I’ve been told before that I only see the good in people and that I need to live in the “real” world. Despite this, I said: “I realise that without darkness, there can be no light. But ultimately, and beyond all that, I feel that love and light prevail. And everything is part of that Divine Oneness.” Somebody else piped up: “Yes, duality only comes into play when the human mind perceives it.”
Deep, I know! I went home in a bit of a daze. I knew I had to sit with this and feel what was right for me. I went to bed with a copy of the Tao Te Ching and randomly opened a page. I was amazed to read the following words:
“Recognise beauty and ugliness is born. Recognise good and evil is born. Is and isn’t produce each other. Hard depends on easy, Long is tested by short, High is determined by low, Sound is harmonised by voice, After is followed by before.”
It is only in defining something that its opposite arises. I felt very tired. I switched off the light, pulled back the curtains and gazed up at the night. “What is the truth,” I asked the crescent-shaped moon. The clouds moved across the sky, part shadow, part light. Suddenly, a large black cloud completely covered the moon. It was as though the darkness had banished the light.

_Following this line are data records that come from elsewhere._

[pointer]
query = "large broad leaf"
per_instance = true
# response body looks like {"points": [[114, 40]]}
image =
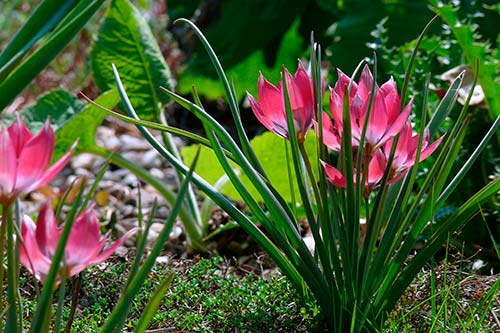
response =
{"points": [[70, 118], [126, 40], [270, 150]]}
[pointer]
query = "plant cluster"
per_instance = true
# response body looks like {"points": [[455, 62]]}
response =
{"points": [[356, 178]]}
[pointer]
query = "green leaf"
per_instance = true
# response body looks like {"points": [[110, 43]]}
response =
{"points": [[269, 149], [16, 75], [126, 40], [70, 118], [245, 72]]}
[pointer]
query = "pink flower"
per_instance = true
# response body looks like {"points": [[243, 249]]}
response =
{"points": [[24, 159], [270, 109], [376, 169], [385, 119], [406, 151], [404, 158], [84, 246]]}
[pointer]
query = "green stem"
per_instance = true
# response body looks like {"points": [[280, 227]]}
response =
{"points": [[12, 269], [3, 232], [190, 197], [189, 222], [76, 287]]}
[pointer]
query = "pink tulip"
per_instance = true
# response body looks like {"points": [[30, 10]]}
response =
{"points": [[24, 159], [385, 119], [270, 109], [406, 151], [376, 169], [83, 248]]}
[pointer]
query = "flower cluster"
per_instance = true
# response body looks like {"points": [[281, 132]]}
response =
{"points": [[24, 160], [84, 246], [386, 120]]}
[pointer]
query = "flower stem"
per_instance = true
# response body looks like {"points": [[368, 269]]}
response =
{"points": [[11, 324], [3, 232], [76, 287]]}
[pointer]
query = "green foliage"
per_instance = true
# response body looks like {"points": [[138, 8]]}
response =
{"points": [[269, 149], [46, 32], [126, 40], [475, 50], [70, 118], [244, 72]]}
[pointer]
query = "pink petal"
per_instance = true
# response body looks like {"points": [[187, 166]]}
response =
{"points": [[262, 117], [104, 255], [7, 165], [271, 102], [331, 137], [376, 168], [34, 159], [19, 134], [51, 172], [30, 255], [334, 175], [391, 99], [302, 86], [84, 240], [377, 125], [47, 232], [400, 121], [336, 107], [342, 84]]}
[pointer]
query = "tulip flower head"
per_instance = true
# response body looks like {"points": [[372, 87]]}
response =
{"points": [[270, 108], [83, 248], [24, 160], [405, 154], [385, 119]]}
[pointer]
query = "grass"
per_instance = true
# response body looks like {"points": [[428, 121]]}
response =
{"points": [[207, 295], [210, 295]]}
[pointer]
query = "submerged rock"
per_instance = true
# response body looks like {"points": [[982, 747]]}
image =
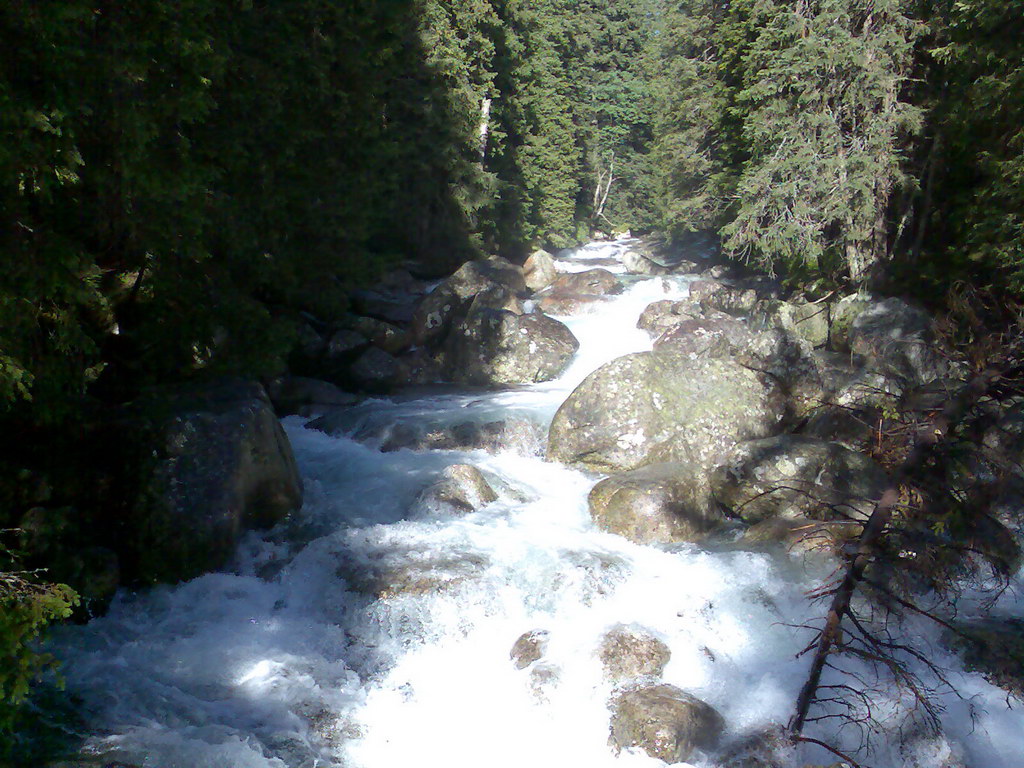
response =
{"points": [[798, 477], [461, 488], [657, 407], [499, 347], [590, 283], [528, 647], [666, 722], [629, 652], [899, 339], [539, 270], [212, 461], [657, 504]]}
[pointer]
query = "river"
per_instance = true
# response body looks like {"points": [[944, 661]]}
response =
{"points": [[296, 657]]}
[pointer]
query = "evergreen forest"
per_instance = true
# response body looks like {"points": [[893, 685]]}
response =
{"points": [[183, 182]]}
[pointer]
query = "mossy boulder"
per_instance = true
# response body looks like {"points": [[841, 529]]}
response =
{"points": [[660, 407]]}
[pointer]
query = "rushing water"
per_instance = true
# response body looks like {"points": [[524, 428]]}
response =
{"points": [[287, 660]]}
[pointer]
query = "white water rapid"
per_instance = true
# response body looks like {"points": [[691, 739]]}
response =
{"points": [[286, 660]]}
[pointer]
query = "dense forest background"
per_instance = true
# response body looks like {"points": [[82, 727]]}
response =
{"points": [[180, 181]]}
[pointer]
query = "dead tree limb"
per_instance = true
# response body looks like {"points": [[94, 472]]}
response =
{"points": [[881, 516]]}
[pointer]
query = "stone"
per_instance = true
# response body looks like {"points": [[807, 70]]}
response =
{"points": [[665, 314], [842, 315], [730, 299], [528, 647], [666, 722], [658, 407], [434, 315], [564, 303], [375, 371], [475, 276], [383, 306], [396, 572], [716, 337], [663, 503], [298, 394], [629, 652], [639, 263], [344, 344], [796, 476], [539, 270], [499, 347], [209, 461], [899, 340], [801, 535], [460, 489], [808, 322], [589, 283]]}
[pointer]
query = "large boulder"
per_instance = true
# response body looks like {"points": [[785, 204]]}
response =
{"points": [[666, 722], [460, 489], [499, 347], [717, 336], [806, 321], [795, 476], [665, 314], [628, 652], [449, 302], [297, 394], [210, 462], [590, 283], [657, 504], [899, 339], [474, 276], [539, 270], [563, 303], [529, 647], [658, 407], [842, 314]]}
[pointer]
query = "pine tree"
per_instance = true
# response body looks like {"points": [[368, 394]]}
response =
{"points": [[824, 123]]}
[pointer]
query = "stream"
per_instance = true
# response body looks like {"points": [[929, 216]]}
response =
{"points": [[373, 629]]}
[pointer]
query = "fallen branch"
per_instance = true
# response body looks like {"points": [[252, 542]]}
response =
{"points": [[830, 635]]}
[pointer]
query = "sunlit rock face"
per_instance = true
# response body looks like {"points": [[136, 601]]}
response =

The truth, according to my human eye, was that the shadow had overridden the light. Yet I knew that the moon had not gone anywhere. It still was. I also knew that, although it only appeared to be a sliver of its full self, the moon never actually diminished in size. It was always there in its entirety. And I knew that it was the brightest object in the sky, after the sun, even though its surface was actually very dark, with a similar reflectance to coal.
The dark cloud moved on and the light shone down. The moon said nothing. It simply was. And I no longer needed to be answered.